Miriam Keyes for teenagers. The prelude to the Anna Maxted reading years, Steele Magnolias for the prom aged, don’t question it, just go out and buy both of these books. Get Brashares for your daughters. Now. You’d better grab copies for yourself because your daughters won’t let you have theirs. If you read The Sisterhood of the Traveling Pants you know what I’m talking about here. The sequel is just as good.

Other notable books:

The official Alias Books, published by Bantam Books, are fun, even for adults. Based on the TV series, there’s even an Alias: Declassified, The Official Companion with DVD, to get the ball rolling.
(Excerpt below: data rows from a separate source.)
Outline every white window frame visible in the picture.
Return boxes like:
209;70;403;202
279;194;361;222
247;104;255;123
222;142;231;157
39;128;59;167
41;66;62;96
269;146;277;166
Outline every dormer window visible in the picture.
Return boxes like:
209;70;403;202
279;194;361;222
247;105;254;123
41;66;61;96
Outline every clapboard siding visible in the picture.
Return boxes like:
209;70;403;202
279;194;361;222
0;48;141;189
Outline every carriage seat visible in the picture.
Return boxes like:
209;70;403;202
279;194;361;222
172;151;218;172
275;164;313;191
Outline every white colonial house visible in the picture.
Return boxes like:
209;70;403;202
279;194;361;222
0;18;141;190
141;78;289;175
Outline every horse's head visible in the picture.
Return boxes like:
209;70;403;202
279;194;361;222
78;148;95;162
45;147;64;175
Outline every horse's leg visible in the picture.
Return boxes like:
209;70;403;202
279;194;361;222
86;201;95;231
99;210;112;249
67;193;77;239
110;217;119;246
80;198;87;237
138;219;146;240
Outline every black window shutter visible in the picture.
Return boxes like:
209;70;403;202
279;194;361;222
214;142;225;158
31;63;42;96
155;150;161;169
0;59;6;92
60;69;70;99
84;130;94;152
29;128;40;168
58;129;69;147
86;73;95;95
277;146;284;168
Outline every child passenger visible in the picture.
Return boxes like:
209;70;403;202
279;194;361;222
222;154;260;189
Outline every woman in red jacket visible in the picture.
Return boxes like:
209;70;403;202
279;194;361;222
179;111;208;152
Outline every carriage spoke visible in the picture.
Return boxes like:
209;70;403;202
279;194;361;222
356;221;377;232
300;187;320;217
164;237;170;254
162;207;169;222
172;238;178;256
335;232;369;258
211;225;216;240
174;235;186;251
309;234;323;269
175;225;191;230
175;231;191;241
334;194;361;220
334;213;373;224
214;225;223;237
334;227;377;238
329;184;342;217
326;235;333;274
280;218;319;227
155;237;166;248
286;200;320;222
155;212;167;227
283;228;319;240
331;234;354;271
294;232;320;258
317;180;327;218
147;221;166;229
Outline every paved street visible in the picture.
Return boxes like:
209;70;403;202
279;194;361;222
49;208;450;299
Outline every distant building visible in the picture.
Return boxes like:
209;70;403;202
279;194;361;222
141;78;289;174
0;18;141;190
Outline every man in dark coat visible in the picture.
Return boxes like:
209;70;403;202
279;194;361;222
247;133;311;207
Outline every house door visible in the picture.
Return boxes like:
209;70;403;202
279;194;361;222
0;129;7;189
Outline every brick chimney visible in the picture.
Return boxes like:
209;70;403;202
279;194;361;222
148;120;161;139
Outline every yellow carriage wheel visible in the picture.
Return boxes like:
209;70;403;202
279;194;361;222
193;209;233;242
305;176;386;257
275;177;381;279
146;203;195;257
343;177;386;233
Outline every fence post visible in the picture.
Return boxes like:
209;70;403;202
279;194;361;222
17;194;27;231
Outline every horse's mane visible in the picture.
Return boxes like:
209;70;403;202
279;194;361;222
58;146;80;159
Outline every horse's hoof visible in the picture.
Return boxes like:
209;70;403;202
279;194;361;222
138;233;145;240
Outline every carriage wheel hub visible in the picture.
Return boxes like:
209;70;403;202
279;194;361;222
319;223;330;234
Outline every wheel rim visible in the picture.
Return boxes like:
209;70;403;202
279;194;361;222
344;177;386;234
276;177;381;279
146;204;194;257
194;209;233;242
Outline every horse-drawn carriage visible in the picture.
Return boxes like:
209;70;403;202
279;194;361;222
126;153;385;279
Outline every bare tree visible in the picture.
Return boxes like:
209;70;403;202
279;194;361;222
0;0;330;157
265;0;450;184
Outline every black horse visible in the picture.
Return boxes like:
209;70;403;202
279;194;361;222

The prequel series, Alias: Recruited and Alias, A Secret Life, and Alias, Disappeared are available now.

Gary Paulsen’s The Glass Café, Or, The Stripper and the State, How My Mother Started a War with the System That Made Us Kind of Rich and a Little Bit Famous is a funny little book (and I mean little—$12.95 for what is basically a short story) would probably appeal to any teenager.

For skateboarders, Tony Hawk’s been pumping out books for the last couple years. Factual and interesting, his books might bring the kids in off the street ramps for a few hours. They’re published by ReganBooks, and imprint of HarperCollins.

A RandomHouse teens book, Flipped by Wendelin Van Draanen, offers eighth-graders a really cute “he-said, she-said” romance. Even the Chicago Tribune liked it.

The Gospel According to Larry by Janet Tashjian, this is one of the Readers Circle authors/books from RandomHouse. Tashijan is part of the tour. The book has its own website and a reading group discussion guide. It’s a good place to start if teens are checking out the Readers Circle. (For the record, I loathe the word “teen” but it’s necessary to delineate between age groups in this review, eh?)

Authors Laura and Tom McNeal’s Zipped will foment quite a discussion at the dinner table because it starts with an e-mail, meant for someone else, mistakenly read by 15-year-old Mick Nichols.

Visit publisher’s websites or visit your local bookstore and ferret out a list of possible contenders for your children’s summer reading list. Lead by example and read every day (as if you need more parenting advice).